The signing with ashes on Ash Wednesday does remind us that the work of creation, for each of us, and for our world, is yet incomplete.  Each one of us grows weary over time, we physically age, we emotionally become drained, we become tired and in need of in-spiration.  The season of Lent can be a time for us to stop and slow down.  It can be a time for us to open ourselves again to being ‘breathed into’ by the God who gives us life.  It can be a time for us to renew and restore our lives in the Spirit.  It is for this reason that the Church offers us the three disciplines of fasting, acts of charity and prayer.

And when we gather in community on days like Ash Wednesday and the Sundays of Lent we never just do so as individuals.  We always gather in the name of the human family.  We are aware as we gather that the human family is also in need of the breath of God.  The breath of God is needed in the hearts and minds of the world’s people where human beings tear each other apart in war; where ecological devastation continues; where the trafficking of vulnerable human beings exists; where envy, greed and oppression dominate lives and where human hearts have grown hard.  The breath of God is needed to draw the world back and awaken us to the preciousness and value of each and every person.

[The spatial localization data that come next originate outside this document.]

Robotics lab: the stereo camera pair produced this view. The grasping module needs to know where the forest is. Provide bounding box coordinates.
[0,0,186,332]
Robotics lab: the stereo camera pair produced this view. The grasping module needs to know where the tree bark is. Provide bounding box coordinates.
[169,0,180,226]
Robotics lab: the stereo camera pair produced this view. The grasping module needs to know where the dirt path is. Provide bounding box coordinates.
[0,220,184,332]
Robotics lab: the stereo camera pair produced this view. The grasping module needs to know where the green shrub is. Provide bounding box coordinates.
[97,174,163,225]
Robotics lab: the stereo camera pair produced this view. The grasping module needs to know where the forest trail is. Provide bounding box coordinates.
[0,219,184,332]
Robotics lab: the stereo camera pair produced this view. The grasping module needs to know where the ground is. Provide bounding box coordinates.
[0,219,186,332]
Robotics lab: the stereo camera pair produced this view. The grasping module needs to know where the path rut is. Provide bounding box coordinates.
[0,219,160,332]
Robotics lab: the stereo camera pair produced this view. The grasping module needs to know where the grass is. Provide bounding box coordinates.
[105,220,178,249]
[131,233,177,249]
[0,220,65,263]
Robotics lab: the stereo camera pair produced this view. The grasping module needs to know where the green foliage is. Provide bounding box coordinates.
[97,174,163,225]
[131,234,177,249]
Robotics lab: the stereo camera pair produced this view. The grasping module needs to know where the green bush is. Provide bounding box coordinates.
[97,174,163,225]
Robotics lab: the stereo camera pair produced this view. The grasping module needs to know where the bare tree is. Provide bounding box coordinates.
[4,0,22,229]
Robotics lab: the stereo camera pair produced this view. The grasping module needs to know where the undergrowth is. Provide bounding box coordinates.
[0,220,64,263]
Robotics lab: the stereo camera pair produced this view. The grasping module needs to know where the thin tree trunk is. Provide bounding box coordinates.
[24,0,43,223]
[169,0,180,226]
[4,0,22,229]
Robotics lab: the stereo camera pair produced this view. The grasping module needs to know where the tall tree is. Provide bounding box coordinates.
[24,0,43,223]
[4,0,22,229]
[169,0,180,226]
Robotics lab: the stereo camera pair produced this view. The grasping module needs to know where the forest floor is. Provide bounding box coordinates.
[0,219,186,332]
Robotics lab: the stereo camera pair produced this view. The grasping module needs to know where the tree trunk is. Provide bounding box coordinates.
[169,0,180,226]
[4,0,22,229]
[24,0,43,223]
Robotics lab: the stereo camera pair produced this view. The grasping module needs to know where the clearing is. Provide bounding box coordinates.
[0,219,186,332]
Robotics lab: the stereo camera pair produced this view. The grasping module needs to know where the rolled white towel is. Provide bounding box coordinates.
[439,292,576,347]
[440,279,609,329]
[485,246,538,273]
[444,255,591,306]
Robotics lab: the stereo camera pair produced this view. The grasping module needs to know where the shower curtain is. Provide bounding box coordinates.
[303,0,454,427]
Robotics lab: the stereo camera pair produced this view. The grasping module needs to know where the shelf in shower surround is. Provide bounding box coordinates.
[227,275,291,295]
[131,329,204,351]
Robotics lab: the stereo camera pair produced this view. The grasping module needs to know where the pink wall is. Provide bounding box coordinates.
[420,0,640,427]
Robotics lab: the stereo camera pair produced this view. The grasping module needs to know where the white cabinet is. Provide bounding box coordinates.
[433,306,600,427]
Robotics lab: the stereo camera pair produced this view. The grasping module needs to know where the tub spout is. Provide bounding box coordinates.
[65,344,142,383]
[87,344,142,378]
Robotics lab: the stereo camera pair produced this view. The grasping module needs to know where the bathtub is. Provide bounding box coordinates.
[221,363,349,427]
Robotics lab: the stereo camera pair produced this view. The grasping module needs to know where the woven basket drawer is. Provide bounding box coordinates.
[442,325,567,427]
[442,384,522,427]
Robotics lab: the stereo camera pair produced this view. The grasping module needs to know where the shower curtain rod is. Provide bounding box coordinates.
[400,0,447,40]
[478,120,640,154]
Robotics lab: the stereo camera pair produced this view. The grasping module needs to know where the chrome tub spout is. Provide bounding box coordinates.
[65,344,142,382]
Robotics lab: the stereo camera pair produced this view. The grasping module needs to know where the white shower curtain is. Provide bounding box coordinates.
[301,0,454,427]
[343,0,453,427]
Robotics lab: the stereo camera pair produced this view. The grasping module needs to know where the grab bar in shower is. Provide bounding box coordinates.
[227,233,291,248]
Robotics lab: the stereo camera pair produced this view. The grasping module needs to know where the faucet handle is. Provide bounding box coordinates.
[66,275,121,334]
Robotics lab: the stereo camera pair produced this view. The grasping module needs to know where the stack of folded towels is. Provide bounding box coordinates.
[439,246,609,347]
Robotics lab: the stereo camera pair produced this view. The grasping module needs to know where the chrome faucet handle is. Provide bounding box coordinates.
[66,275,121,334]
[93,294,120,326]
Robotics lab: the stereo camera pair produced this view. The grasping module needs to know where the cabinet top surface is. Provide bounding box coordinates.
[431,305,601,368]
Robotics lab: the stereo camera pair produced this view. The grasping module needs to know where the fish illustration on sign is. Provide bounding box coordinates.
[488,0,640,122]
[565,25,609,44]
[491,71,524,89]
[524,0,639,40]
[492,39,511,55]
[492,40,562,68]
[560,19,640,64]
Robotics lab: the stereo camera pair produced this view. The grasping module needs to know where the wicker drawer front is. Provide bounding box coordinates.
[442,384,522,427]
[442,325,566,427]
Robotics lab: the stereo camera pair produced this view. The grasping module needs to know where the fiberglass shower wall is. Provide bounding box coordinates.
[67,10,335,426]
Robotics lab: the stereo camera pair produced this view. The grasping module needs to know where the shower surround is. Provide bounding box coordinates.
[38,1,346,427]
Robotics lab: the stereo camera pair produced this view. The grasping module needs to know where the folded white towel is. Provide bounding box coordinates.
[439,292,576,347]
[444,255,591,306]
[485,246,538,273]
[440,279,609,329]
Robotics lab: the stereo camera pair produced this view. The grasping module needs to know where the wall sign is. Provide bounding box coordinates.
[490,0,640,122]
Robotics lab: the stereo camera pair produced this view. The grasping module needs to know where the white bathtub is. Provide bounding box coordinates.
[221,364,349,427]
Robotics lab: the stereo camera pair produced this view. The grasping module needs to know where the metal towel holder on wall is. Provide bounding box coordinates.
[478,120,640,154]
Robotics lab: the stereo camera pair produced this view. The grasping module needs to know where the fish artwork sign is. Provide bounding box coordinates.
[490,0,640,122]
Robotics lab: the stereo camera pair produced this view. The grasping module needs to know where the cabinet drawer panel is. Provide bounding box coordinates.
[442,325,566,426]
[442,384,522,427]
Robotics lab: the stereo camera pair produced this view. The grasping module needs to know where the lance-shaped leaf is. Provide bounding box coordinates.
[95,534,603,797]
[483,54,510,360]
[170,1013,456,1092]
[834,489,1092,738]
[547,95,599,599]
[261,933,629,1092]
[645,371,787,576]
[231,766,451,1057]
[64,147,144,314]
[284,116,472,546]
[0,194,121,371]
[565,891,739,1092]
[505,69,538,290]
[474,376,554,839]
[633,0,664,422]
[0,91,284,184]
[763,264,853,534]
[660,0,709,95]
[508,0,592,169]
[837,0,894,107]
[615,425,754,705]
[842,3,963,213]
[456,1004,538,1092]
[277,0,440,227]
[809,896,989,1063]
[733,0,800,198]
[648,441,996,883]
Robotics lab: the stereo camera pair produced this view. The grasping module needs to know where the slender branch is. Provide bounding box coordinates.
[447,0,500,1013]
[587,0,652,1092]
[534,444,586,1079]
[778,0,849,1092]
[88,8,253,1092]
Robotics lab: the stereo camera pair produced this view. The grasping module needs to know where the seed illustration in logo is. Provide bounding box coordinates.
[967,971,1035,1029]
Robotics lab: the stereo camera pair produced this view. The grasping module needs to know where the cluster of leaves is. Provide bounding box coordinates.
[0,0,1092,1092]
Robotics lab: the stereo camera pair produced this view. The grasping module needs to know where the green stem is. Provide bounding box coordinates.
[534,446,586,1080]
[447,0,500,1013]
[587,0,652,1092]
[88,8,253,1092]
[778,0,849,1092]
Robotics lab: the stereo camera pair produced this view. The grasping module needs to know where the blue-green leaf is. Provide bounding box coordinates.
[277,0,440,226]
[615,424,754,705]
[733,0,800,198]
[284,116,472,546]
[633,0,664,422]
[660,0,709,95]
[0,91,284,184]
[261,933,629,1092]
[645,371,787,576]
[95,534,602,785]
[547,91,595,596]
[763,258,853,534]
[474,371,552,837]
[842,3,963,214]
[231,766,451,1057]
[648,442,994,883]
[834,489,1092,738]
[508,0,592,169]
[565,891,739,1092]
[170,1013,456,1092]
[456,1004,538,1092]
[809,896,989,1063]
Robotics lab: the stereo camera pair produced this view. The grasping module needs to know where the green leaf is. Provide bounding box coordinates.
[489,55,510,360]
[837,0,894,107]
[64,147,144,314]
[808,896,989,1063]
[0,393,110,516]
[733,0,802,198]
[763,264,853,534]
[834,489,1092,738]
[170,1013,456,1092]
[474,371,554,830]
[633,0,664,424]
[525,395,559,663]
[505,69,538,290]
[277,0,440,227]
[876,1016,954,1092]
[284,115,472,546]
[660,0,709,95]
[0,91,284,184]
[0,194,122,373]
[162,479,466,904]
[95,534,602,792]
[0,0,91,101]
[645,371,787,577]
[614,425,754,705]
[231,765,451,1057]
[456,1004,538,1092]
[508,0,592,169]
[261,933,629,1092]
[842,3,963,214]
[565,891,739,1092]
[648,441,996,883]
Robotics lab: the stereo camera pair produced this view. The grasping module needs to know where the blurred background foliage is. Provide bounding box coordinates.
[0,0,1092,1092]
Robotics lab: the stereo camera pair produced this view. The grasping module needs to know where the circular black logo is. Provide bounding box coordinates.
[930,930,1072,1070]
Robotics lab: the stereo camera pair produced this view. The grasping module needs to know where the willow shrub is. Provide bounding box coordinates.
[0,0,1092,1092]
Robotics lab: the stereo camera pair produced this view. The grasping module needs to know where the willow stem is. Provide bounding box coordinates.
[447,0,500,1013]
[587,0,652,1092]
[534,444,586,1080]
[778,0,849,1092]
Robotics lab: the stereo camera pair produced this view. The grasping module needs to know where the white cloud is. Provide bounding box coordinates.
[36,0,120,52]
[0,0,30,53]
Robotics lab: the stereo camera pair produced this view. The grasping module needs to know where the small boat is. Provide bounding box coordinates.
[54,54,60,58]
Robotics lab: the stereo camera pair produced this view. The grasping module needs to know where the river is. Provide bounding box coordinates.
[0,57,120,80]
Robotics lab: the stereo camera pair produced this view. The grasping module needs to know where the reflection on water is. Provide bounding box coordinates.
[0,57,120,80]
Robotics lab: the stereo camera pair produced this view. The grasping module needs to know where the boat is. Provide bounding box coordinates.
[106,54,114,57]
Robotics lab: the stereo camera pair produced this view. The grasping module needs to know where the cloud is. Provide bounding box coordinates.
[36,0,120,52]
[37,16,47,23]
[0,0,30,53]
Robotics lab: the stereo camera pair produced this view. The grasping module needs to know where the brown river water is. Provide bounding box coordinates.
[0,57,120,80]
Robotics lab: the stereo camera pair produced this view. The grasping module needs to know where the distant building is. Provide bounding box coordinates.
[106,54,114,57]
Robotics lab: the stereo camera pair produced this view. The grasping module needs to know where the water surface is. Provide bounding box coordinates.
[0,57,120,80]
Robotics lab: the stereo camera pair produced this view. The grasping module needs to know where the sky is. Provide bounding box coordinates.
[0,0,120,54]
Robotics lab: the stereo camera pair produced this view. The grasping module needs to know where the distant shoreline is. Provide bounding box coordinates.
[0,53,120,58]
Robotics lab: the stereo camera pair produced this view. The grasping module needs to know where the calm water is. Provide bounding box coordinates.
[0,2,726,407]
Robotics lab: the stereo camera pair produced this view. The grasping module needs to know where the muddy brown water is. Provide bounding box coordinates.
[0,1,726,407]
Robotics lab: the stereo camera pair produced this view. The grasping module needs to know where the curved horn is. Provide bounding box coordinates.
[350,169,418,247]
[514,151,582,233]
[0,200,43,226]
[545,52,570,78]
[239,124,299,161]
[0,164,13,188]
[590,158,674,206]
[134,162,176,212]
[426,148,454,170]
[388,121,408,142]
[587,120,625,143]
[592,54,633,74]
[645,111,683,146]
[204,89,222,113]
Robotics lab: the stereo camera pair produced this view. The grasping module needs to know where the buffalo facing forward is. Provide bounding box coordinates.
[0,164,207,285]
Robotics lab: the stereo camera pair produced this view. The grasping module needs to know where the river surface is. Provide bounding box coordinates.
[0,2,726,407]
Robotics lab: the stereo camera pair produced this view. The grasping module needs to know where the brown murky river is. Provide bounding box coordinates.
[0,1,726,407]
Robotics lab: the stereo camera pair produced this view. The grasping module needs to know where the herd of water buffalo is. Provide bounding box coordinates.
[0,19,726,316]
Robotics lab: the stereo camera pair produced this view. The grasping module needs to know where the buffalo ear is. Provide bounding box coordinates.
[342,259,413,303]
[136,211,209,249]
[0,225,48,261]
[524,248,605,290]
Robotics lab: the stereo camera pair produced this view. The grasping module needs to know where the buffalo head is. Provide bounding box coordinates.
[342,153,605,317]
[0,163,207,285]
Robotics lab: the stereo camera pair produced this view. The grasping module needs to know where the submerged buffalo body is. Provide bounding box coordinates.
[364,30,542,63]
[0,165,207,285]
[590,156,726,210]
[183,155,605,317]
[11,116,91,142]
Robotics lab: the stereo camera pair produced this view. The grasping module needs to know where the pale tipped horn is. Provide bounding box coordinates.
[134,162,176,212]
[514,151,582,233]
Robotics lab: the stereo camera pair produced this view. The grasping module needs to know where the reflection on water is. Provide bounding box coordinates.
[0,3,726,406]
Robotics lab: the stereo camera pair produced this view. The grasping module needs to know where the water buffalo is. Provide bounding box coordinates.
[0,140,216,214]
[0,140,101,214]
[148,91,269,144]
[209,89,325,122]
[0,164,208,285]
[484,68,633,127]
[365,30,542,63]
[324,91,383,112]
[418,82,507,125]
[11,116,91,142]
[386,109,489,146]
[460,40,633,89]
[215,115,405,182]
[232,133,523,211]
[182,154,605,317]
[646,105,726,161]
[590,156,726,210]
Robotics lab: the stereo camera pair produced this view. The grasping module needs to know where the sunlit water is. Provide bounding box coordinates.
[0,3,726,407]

That is why we take the Lenten journey.  It is a personal journey and a universal journey.  Perhaps during Lent we could find a space each day where we can sit quietly and be in touch with our breathing.  As we breathe in and out we could ask the Lord God to fashion us again.  We could ask the Lord God to breath into us and give life to the parts of our lives that have died or need reviving.  And we can ask the Lord God to do the same for our beautiful, yet fragile, world.